Taking On The Challenge
On a cool Saturday morning at 3:30am I found myself half asleep missing the turn off to N1 city where I was to meet my climbing partner Teo. After parking next to the McDonald’s, Teo and I set off for Du Toit’s Kloof in his bakkie. We were going to climb a classic route called Exposure in F Major. It is considered a “must do” route for the aspiring traditional climber. We did copious amounts of research on the climbing forum beforehand and were led to believe that it would be a serious test of our climbing ability. There are many horror stories about climbers suffering from dehydration, getting heinously lost on the descent, and bush-whacking through head height protea bushes at 12 o-clock at night. Thus we set off from the parking lot with serious faces, headlamps and 3 liters of water each. A somewhat sketchy walk back along the N1, lead us to the start of the walk.
Stance at the Micro ledge
An hour and a half later the sun was up and we were at the base of the wall. The route looked epic, an obvious vertical ridge stood in front of us. Route finding on a big wall is quite an art. We had an old written description of the route and a pixilated picture with a Microsoft Paint line drawn up it. We had been warned that losing the route above pitch 3 would land us in hot water and we would have to sacrifice precious gear to regain the route. With all this in mind, Teo set off up the first pitch gunning for an obvious grassy ledge. The aim for climbing a wall like this one is to be as fast and efficient as possible whilst remaining safe.
Fantastic exposed climbing on easy terrain
One must tread the line between climbing quickly and climbing dangerously. Loose rock, lichen and rope drag all need to be negotiated on the ascent. At the 4th pitch we managed to keep on route and traversed right around the corner. I was leading and ended up on a fantastically exposed micro ledge with my legs dangling over the abyss. That ledge alone justifies the climbs name. We continued up the ridge, climbing some spectacular 50m long pitches, as the cars on the N1 got smaller and smaller. We topped out the route about 2:30pm, way faster than we expected and with lots of water to spare. The view from the top was stunning, with views of Table Mountain, Yellowwood Amphitheatre and du Toit’s Peak.

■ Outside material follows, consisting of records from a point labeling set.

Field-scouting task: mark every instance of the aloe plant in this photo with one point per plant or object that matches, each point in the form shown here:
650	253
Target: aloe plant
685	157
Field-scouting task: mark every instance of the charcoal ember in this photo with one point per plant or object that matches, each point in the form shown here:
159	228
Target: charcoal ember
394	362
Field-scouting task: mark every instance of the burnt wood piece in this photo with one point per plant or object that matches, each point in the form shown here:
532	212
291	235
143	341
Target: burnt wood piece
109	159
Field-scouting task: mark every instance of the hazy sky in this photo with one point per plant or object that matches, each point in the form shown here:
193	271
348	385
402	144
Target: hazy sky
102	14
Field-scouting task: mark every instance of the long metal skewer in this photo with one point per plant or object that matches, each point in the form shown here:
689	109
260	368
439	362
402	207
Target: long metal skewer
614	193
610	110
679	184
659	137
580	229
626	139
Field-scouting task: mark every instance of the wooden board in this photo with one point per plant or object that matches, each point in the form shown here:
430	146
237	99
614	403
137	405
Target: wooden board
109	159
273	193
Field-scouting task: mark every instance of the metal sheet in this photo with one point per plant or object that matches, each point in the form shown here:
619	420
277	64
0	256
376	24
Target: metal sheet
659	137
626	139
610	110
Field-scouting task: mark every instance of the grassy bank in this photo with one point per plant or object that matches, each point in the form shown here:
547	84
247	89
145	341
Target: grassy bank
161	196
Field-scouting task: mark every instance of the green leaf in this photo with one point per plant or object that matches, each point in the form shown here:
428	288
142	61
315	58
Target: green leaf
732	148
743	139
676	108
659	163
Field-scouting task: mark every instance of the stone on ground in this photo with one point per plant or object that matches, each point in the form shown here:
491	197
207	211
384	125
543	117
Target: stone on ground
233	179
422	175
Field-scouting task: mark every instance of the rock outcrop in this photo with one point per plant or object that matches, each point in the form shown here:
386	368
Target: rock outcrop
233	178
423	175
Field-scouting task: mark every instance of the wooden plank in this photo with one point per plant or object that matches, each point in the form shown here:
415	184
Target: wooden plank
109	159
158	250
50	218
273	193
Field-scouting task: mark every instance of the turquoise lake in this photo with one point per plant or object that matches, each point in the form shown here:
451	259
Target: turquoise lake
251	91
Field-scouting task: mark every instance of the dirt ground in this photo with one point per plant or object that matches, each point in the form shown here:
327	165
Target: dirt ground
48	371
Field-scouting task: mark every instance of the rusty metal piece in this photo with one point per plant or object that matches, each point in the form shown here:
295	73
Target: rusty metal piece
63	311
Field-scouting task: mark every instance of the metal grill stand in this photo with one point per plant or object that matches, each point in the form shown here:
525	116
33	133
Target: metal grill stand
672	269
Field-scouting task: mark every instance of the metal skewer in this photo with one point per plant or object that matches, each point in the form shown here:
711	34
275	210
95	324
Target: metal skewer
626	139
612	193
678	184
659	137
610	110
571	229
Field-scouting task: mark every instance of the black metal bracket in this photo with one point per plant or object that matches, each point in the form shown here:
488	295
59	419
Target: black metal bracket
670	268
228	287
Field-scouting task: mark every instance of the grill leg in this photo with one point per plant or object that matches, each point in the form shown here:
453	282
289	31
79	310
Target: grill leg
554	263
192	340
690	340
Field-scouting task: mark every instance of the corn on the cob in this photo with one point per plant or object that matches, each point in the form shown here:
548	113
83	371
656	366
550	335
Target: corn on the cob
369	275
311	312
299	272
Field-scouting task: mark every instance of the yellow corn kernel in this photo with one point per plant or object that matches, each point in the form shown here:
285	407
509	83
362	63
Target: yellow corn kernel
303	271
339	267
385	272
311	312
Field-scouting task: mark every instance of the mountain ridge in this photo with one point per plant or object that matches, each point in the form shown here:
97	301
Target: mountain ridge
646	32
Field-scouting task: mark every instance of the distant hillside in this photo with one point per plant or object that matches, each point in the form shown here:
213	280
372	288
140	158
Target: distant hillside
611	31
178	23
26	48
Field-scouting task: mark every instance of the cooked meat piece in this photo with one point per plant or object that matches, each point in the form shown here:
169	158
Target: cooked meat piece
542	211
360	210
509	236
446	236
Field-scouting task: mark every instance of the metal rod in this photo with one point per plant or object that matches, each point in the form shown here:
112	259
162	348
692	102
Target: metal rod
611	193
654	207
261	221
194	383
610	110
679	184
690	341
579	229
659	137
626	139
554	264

Finishing so early gave us plenty of time to find the correct descent. The descent gully led us through a stunning forest and the onto the final scree slope to the road. We were back at the car, drinking a beer and gazing up at the route before sun set.
Get Out And Go
It’s incredibly satisfying to see how far you can go in one day. We found the route quite easy. We may have just gotten lucky, with conditions and route finding, or we were well prepared and climbed well. I guess what we learned from this climb was that you shouldn’t always trust what other people say and that getting out there and going for it is always a good option.